The First Step to Glowing
To get started, the Palmetto Scent Studio staff will show you the candle “vessels” that are available. Then you get to choose one or several scents for your creation.
LaRue said where the customer plans on burning the candle is important. One combination of aromas may be good for a dining area—a different combination for the bedroom.
“If you’re a yummy-yummy kind of person you probably don’t want a sugar cookie, Chia tea, or cinnamon candle in your bedroom,” she said.
Customers sample by sniffing open bottles, or by smelling candles already created.
“It’s a very fun and interactive process,” said La Rue. “What does bourbon and driftwood smell like together, or lemongrass and cedar?”
Once patrons choose their various fragrances, the Palmetto Scent Studio team brings them back to their seat and shows them how to blend the scents together. Then the wax from the studio’s wax melter is added to the customer’s own personal mixing device.
“We give them enough volume that matches the size of their vessel…and they mix the wax and the scents together for at least two minutes,” La Rue said.
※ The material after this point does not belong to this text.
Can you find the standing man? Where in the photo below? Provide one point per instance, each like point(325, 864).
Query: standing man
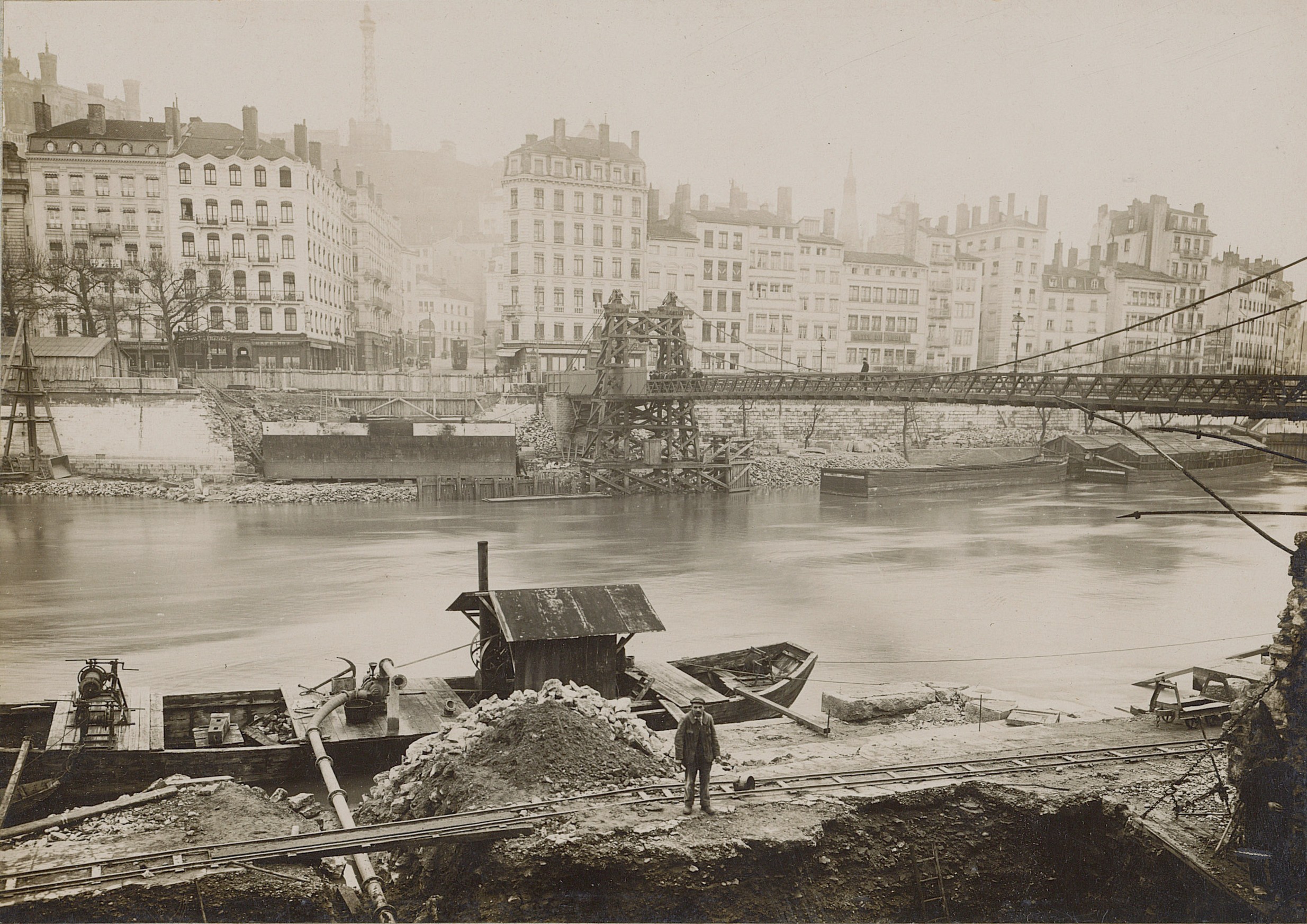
point(697, 748)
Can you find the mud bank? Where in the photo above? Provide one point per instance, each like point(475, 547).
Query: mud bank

Eventually a wick (or wicks) is added to the candle holder, often with a stabilizing device at the bottom. Once the wax mixture cools enough, it is poured into the candle holder, adding wick supports at the top.
Now what about doing this in your own home? La Rue stresses three things: buying the right tools, safety and mess maintenance!
La Rue says it would be best to have a set-aside studio space to make candles at home. Candle pouring and mixing can be messy! Doing your research is important in order to buy the best wax melter, for instance, or making sure you are using the correct vessel for the candle. Of course, YouTube and places like Amazon and Hobby Lobby have the materials and the reviews.
La Rue began her candle journey 15 years ago by making a single candle herself, graduating to pop-up locations and learning from mentors. Then she and her husband Jeff La Rue launched the Kiawah location, and then Charleston.
Here own personal favorite for the bedroom is a scent mixture of white tea, lavender and mint.
Valentine’s Day is unique at the stores, it’s the one holiday they do special collections. The scent theme of course is romance! Think a combo of roses, champagne and bubble bath!
So start early to get your best “hot throw” before a special occasion. Who knows where it might lead?